Refeeds where done each week, and remained unchanged. I simply told clients to add 100 carbs to their daily totals and that would be a higher carb day once a week. Example, if someone was eating 350 carbs a day, their refeed day would be 450 carbs. Pro/fats remained unchanged on refeed days.
Another few interesting things to note- all clients just got pro/carb/fat totals given to them for their daily diets, they could eat them however they liked. The also could eat any food they wanted as long as they hit their calorie/macro totals by the end of the day so flexible dieting and IIFYM was present. They could also eat as many or as few meals as they wanted, 3, 4, 5, 8, didn’t matter it was up to them.
So what can we take away from this? Here are the take home points, and also some situations this may work very well:
– Carbs can get higher with pro/fats set at moderate levels for endo/carb sensitive individuals.
– Adding 10-20 carbs a week can be done when some small short amounts of HIIT cardio are done that week. 3 HIIT intervals after training for 1 week followed by 1 week off HIIT works very well at offsetting the added calories, getting metabolism fired up, and seems to show that a lot of fat loss can happen while adding calories. Win-Win.
– This may be a way to add muscle (strength gains were reported by almost every participant) and lose fat at the same time while getting calories as high as possible.
– This may be a superior way to reverse diet after shows when metabolism is slow and fat gain is easy. I also did this plan with a lot of people in the Fall of 2014 and it worked very well with reverse dieting.

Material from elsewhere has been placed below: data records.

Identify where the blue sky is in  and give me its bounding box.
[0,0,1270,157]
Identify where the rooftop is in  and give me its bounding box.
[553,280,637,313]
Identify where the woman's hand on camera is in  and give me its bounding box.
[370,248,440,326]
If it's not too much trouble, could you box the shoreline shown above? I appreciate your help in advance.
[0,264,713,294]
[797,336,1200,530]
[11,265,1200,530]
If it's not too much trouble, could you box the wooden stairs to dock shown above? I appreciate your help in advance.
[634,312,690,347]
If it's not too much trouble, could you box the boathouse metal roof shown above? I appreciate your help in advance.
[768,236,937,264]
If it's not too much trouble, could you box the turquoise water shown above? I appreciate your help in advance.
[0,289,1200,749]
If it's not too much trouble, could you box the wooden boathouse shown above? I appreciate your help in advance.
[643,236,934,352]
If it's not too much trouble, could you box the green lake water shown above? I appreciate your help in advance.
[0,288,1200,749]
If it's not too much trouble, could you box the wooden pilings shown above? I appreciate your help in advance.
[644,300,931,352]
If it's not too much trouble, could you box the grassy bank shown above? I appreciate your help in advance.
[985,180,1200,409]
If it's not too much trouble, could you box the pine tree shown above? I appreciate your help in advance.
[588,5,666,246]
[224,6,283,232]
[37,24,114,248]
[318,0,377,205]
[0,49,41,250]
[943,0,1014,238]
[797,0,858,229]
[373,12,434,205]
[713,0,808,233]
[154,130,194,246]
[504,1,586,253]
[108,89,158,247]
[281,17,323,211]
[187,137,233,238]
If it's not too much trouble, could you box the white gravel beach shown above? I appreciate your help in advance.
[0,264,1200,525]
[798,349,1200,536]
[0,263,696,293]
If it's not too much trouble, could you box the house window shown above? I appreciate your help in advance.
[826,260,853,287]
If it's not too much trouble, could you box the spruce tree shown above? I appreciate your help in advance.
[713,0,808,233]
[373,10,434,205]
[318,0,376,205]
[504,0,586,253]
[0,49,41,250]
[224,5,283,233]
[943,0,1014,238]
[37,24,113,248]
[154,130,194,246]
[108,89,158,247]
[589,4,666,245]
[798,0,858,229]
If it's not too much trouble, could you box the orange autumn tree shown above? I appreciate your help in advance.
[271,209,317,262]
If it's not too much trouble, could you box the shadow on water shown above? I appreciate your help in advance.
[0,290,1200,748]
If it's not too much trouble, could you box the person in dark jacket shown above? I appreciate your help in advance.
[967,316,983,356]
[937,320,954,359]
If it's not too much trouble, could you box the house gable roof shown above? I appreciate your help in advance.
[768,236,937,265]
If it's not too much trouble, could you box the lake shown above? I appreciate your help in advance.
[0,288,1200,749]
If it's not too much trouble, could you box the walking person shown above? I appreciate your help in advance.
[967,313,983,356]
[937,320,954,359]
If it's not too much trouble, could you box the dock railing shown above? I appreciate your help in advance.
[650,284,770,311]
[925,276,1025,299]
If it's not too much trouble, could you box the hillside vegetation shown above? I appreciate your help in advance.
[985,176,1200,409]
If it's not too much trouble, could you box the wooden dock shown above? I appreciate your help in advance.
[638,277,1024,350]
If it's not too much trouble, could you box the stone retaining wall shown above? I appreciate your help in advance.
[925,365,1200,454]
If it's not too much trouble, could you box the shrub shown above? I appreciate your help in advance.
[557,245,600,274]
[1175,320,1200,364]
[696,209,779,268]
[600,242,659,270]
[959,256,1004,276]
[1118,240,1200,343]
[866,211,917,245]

– This might be a good way to set up your contest prep diet by getting carbs as high as possible and staying lean. I did start some of my clients prep after doing this plan, and it has worked well as I simply told them not to do cardio at all for 3 weeks and then started their preps so they weren’t used to any HIIT at all. They have all be responding very well so far after using the new protocol to finish their offseasons.
– The addition of the carbs AND the 3 short HIIT intervals could both be working to speed up the metabolism and help with fat burning.
If you are someone wanting to eat more carbs, you might want to give this set up a try. I know what I learned from it is enough to use this as another tool in the tool box for my endomorphic and carb sensitive clients.